Laboratories need to be cautious if they’re going to include in situ carcinoma, he said, “because mutations may or may not be conserved between the in situ and the invasive part of a tumor.” Genes like PIK3CA, if they’re mutated, are conserved between ductal carcinoma in situ and the invasive part of the tumor. “But HER2, as an example, is a gene where there’s oftentimes a discordance where there could be amplification of the HER2 gene just in ductal carcinoma in situ and it’s not present in the adjacent invasive carcinoma. So this is a vulnerability, and again an area where we detected method differences that affect the results of the test.”
The committee uncovered other data of interest, Dr. Moncur said. Most laboratories excluded apoptosis and necrosis in their assessment, for example, but some laboratories “included or were unsure how to assess such features,” he and his coauthors wrote.
“Extracellular mucin is another feature that could potentially affect neoplastic cellularity assessment, particularly for laboratories that define neoplastic cellularity based on tumor area,” they continued. Of the 16 laboratories that determined neoplastic cellularity by area, 12 excluded extracellular mucin. Two included mucin, and two were unsure whether mucin was included in their assessment.

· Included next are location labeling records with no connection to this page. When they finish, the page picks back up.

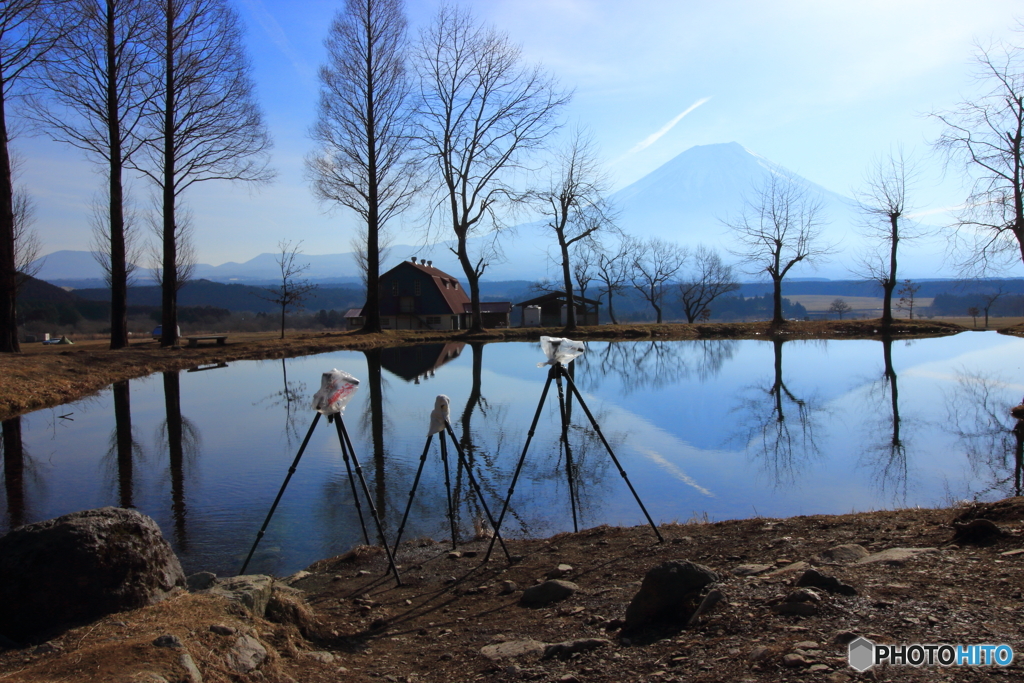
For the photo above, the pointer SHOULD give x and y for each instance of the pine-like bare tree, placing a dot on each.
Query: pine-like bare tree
(481, 112)
(25, 40)
(205, 121)
(98, 82)
(363, 129)
(986, 138)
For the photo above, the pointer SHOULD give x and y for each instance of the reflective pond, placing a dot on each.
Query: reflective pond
(705, 429)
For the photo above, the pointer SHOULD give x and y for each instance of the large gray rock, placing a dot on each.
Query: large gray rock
(81, 566)
(548, 592)
(669, 591)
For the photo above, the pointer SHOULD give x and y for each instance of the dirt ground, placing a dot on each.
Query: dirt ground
(361, 627)
(43, 376)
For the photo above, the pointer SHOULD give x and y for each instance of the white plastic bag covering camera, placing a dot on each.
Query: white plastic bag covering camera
(335, 392)
(560, 350)
(439, 415)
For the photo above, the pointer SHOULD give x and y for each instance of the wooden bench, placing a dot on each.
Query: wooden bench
(194, 341)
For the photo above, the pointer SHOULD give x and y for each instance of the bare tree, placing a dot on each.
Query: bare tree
(98, 90)
(988, 299)
(481, 112)
(779, 227)
(101, 244)
(25, 39)
(573, 204)
(653, 265)
(986, 138)
(883, 201)
(839, 307)
(612, 268)
(584, 265)
(907, 293)
(359, 244)
(293, 291)
(709, 280)
(184, 251)
(206, 124)
(974, 311)
(27, 245)
(363, 129)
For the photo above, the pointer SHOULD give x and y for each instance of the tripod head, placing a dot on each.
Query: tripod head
(560, 351)
(337, 388)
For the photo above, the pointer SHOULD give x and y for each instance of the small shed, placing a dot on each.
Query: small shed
(493, 313)
(553, 311)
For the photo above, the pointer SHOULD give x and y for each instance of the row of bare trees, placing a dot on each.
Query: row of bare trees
(160, 89)
(456, 115)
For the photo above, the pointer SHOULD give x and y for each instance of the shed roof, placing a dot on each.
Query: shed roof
(557, 296)
(455, 295)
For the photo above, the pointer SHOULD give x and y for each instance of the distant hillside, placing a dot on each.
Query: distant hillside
(231, 297)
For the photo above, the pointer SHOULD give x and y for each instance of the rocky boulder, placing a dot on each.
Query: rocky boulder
(670, 591)
(81, 566)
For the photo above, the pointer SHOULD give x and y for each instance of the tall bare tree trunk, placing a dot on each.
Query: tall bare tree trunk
(119, 268)
(8, 272)
(169, 298)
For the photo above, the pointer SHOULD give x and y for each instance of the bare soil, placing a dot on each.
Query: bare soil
(44, 376)
(433, 628)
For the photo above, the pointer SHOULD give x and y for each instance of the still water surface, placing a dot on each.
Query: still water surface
(723, 429)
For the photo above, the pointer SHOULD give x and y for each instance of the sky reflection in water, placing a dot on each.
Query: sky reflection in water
(724, 428)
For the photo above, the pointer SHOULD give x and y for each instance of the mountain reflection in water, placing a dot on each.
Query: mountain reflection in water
(724, 428)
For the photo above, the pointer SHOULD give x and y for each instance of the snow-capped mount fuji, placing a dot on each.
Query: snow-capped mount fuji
(699, 188)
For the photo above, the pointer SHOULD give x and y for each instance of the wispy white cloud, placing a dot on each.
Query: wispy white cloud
(654, 137)
(278, 36)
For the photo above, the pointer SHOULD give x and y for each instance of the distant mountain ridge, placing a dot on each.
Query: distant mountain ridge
(685, 200)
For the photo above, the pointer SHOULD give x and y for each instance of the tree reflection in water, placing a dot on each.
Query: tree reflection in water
(293, 398)
(654, 365)
(13, 471)
(779, 428)
(124, 449)
(978, 414)
(181, 438)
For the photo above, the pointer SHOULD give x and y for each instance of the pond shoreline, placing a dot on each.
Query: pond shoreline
(45, 376)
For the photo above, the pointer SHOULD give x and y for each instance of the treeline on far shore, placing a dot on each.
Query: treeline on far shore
(206, 305)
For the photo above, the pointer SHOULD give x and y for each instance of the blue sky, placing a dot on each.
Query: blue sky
(819, 87)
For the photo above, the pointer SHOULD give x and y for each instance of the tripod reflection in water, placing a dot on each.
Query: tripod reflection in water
(560, 352)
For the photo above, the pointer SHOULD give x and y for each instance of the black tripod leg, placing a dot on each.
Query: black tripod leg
(343, 435)
(522, 458)
(448, 491)
(568, 453)
(288, 477)
(479, 493)
(412, 494)
(351, 482)
(611, 453)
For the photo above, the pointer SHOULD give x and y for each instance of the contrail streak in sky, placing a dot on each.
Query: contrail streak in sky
(650, 139)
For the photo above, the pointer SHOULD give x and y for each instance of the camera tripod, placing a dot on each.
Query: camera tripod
(347, 452)
(448, 486)
(557, 374)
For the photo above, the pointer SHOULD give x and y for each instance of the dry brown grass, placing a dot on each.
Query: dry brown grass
(43, 376)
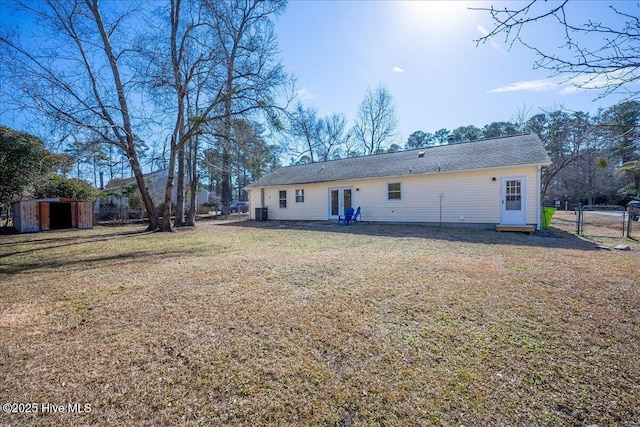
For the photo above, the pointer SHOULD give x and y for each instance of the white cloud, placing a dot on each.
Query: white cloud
(492, 43)
(528, 86)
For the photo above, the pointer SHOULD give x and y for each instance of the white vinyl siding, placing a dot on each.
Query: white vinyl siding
(472, 195)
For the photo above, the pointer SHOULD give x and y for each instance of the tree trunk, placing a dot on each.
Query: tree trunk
(128, 138)
(179, 219)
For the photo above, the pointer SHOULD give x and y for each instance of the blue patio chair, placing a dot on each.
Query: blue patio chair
(355, 216)
(347, 218)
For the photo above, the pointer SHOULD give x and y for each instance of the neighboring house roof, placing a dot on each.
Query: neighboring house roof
(116, 184)
(481, 154)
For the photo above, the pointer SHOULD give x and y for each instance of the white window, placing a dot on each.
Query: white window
(393, 190)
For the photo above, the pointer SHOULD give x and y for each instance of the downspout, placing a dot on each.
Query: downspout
(539, 204)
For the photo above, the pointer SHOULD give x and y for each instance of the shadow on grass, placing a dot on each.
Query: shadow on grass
(61, 239)
(552, 238)
(112, 260)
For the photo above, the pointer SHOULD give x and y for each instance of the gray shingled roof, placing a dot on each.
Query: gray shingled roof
(482, 154)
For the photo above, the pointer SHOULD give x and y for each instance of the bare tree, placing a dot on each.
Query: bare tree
(594, 55)
(376, 122)
(305, 130)
(79, 79)
(331, 136)
(252, 73)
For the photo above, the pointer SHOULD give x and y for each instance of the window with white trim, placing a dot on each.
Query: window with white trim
(393, 191)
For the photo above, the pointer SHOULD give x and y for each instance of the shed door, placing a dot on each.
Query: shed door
(339, 200)
(513, 201)
(45, 216)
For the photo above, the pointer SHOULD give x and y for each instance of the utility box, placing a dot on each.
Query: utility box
(262, 214)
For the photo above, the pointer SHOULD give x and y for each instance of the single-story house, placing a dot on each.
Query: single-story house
(483, 183)
(31, 216)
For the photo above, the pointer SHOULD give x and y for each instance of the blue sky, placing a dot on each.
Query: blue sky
(424, 52)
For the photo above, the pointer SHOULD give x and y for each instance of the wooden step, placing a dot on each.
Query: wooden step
(519, 228)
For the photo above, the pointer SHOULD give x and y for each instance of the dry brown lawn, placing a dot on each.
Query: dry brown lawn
(239, 323)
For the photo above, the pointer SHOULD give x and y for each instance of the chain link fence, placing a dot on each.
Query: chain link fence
(602, 221)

Among the committee’s other findings:
- More than half of the laboratories (31 of 57) refrained from testing when the neoplastic cellularity was below the determined minimum percentage cutoff or limit of detection. Twenty-two of the 57 labs proceeded with testing when the neoplastic cellularity was below this cutoff, and the threshold for testing varied by laboratory “and likely depended on the molecular assay used,” the authors wrote. Four of 57 said they had no minimum cutoff.
- More than 80 percent of the laboratories used neoplastic cellularity either consistently (26 of 57) or occasionally (21 of 57) in the postanalytic interpretation of results.
- When no variants were detected, 36 of 56 laboratories routinely or situationally re-reviewed the neoplastic cellularity.
The committee members used all the information they gathered to develop the initial set of recommendations (Fig. 5), one of which is that a qualified pathologist should review all such assessments. It is a CAP accreditation requirement (MOL.32395), Dr. Moncur noted, because pathologists “are trained to recognize the subtle morphologic features that make the diagnosis, so you know exactly what it is you’re putting into your sequencer or assay.”
Another recommendation: Any limitations of a molecular assay based on the neoplastic cellularity assessment should be noted in the molecular report. “So patients have the opportunity to perhaps have that tissue retested and identify something that could change the course of their disease,” he said.
Sherrie Rice is editor of CAP TODAY.